Jugend- und Bildungsstudien zeigen immer wieder, dass es vielen Schülerinnen und Schülern an finanzieller Allgemeinbildung fehlt. Doch seine Geldangelegenheiten nicht im Griff zu haben, kann sich bitter rächen. Wenn der Unwille oder die mangelnde Fähigkeit sich mit den eigenen Finanzen zu beschäftigen zu kurzfristigen finanziellen Engpässen führt, ist dies vielleicht noch verschmerzbar. Aber keine ausreichende Vorsorge zu betreiben oder falsche Finanzentscheidungen zu treffen, kann auch zu größerer Geldnot und langfristig zu Armut führen.

Die Deutsche Bank hat es sich daher zum Ziel gesetzt auf vielfältige Weise dazu beizutragen, insbesondere jungen Menschen ein solides Grundverständnis zu wichtigen Wirtschafts- und Finanzfragen zu vermitteln. Aber nicht nur das. Die Deutsche Bank ist generell davon überzeugt, dass Bildung die Grundlage für ein selbstbestimmtes Leben ist und jeder Mensch – unabhängig von seinem sozialen oder kulturellen Hintergrund – die Chance haben soll, sein Potenzial zu entfalten. 

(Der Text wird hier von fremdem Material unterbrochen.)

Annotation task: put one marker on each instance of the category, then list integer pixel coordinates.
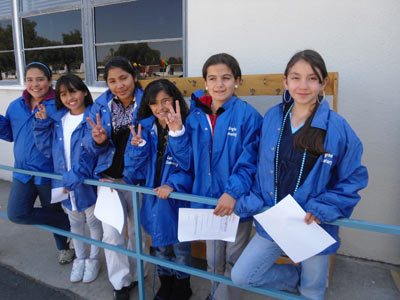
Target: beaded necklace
(277, 159)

Deshalb investieren wir schon seit vielen Jahren in Bildungsinitiativen, die das Wachstum und den Wohlstand unserer globalen Gesellschaft fördern. In dieser Tradition steht unser weltweites Programm Born to Be. Damit leisten wir einen wichtigen Beitrag, Barrieren abzubauen: die Qualifikationslücken zwischen dem, was Schulen lehren, und Arbeitgeber fordern; die mangelnde Chancengerechtigkeit, die für die einen bessere Bildung bedeutet als für andere; die Armut, die Entwicklungsmöglichkeiten begrenzt.

Die Born to Be-Initiativen setzen frühzeitig an, um struktureller Benachteiligung entgegenzuwirken. Mit starken Partnern – von gemeinnützigen Organisationen bis zu Meinungsführern – können wir konkrete Veränderungen erzielen. Die Maßnahmen und Projekte fördern die Beschäftigungsfähigkeit junger Menschen. Unsere Mitarbeiter stehen ihnen ehrenamtlich auch als Mentoren zur Seite, oder beraten mit ihrem Fachwissen gemeinnützige Organisationen oder vermitteln Finanzwissen an Schulen. In allen Regionen fördert Born to Be das, was junge Menschen im Leben brauchen: Selbstvertrauen und Motivation, den Aufbau von Kompetenzen und bietet mit innovativen Projekten bessere Zukunftsperspektiven.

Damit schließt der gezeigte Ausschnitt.